Liquidity and Capital Resources We have an accumulated deficit of $196,599,134 as of September 30, 2012.

Historically, we have relied on a combination of debt and equity financings to fund our ongoing cash requirements. The Company's operations have not yet resulted in positive cash flow and accordingly, management may need to raise additional financing. In the third quarter we had an operational cash burn rate of between $900,000 and $600,000 per month, excluding working capital changes.

We estimate our short term cash requirements including working capital requirements, losses and capital expenditures to be on average approximately $1,000,000 per month which we intend to cover using cash on hand of $4,344,438 at September 30, 2012, substantial additional revenues and margins and a commitment of up to $2 million from QAT Investments SA, an affiliate of the Company. We intend to monitor and reduce where necessary cash outflow by delaying capital expenditures and carefully use our resources and protect our strategic assets in order to strengthen our position in the mobile and security services industry.
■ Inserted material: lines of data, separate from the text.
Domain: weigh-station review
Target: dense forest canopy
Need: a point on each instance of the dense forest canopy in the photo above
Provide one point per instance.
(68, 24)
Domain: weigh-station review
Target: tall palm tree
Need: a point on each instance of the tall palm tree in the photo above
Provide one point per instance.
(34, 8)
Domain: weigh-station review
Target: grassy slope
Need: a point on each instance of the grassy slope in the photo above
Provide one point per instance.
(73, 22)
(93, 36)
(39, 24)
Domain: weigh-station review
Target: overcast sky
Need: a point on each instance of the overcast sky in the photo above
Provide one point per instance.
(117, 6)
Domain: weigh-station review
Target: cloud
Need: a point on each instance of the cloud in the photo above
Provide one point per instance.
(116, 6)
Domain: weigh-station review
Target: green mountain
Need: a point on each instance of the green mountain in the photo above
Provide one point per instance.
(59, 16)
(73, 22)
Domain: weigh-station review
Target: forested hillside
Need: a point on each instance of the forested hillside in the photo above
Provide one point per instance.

Lastly, our first twelve months convertible loan repayment obligations will be covered through the first quarter of 2013 using the restricted cash balance of $1,308,946 as described in Note 2 to these financial statements.
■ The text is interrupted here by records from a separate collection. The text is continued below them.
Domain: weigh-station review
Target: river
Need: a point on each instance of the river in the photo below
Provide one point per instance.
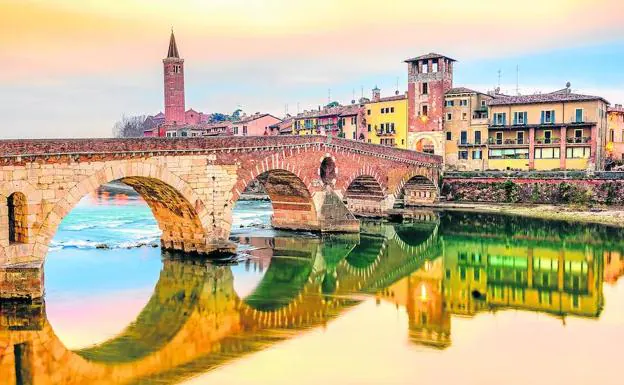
(448, 298)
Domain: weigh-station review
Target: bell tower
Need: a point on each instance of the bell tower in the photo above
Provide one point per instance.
(430, 77)
(174, 85)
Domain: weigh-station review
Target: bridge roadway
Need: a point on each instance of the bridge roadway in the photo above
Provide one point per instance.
(315, 183)
(195, 321)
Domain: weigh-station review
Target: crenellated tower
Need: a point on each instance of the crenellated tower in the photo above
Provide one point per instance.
(174, 85)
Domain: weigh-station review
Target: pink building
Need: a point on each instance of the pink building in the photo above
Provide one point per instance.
(255, 125)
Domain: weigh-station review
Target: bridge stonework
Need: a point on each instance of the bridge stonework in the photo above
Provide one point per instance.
(192, 185)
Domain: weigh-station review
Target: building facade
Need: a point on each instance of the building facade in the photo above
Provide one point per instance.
(430, 77)
(255, 125)
(615, 134)
(465, 129)
(386, 120)
(558, 130)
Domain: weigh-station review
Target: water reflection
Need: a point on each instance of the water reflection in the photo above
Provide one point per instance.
(449, 266)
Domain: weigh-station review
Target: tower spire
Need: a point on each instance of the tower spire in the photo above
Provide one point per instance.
(173, 47)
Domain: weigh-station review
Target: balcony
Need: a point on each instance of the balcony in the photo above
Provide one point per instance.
(385, 132)
(468, 144)
(508, 142)
(547, 141)
(578, 140)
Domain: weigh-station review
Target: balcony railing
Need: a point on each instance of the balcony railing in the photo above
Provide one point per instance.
(385, 132)
(578, 140)
(465, 143)
(507, 142)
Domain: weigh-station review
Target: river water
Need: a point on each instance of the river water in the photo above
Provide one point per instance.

30 The Company anticipates that they may need additional financing to continue our operations for the longer term. Although we have previously been able to raise capital as needed, including our recent private placement of certain senior secured convertible notes in the principal amount of $8,800,000, such capital may not continue to be available to us at all, or if available, on reasonable terms as required. Further, the terms of such financing may be dilutive to our existing stockholders or otherwise on terms not favorable to us or our existing stockholders. If we are unable to secure additional capital, as circumstances require, or do not succeed in meeting our sales objectives we may be required to change or delay our operations.

Operating activities Net cash used in operating activities for the nine months ended September 30, 2012 was $3,667,253 compared to $11,299,140 in the same period 2011, a decrease of $7,631,887. This decrease is primarily attributable to improvements in working capital due to tighter cash management and cost control, as well asto the lower net loss.

Investment activities Net cash used in investment activities for the nine months ended September 30, 2012 was $5,051,228 a decrease of $1,498,477, (or 22.9%) compared to $6,549,705 in the same period 2011. The decrease was attributable to a lower level of purchases of property and equipment by $4,342,480, which was partly offset by the increase in loans to the third party Morodo Ltd. by $138,591, change in restricted cash by $1,597,205, as well as by loans to joint venture partner Modale B.V. (previously known as Elephant Security I B.V.) of $107,618 and by the loan to the related party Elephant Security B.V. of $1,000,589.

Financing activities Net cash received by financing activities for the nine months ended September 30, 2012 was $7,381,675 compared to $24,966,433 for the nine months ended September 30, 2011. In the first nine months of 2012 we received a total of $8,000,000 in gross proceeds from the 8% convertible note and $969,714 from the exercise of warrants and options. After the deduction of deferred financing costs and expenses attributable to share issuances of ($623,081) the net proceeds from financing activities amounted to $8,346,633. In the first nine months of 2012 $964,958 was paid for installment payments and interest related the 8% convertible note.

As a result of the above activities, the Company had the cash and cash equivalents balance of $4,344,438 as of September 30, 2012, a net decrease in cash and cash equivalents of $1,665,138 since December 31, 2011.

Off- Balance Sheet Arrangements The Company did not have any off-balance sheet arrangements that have or are reasonably likely to have a current or future effect on our financial condition, changes in financial condition, revenues or expenses, results of operations, liquidity, capital expenditures or capital resources that is material to investors.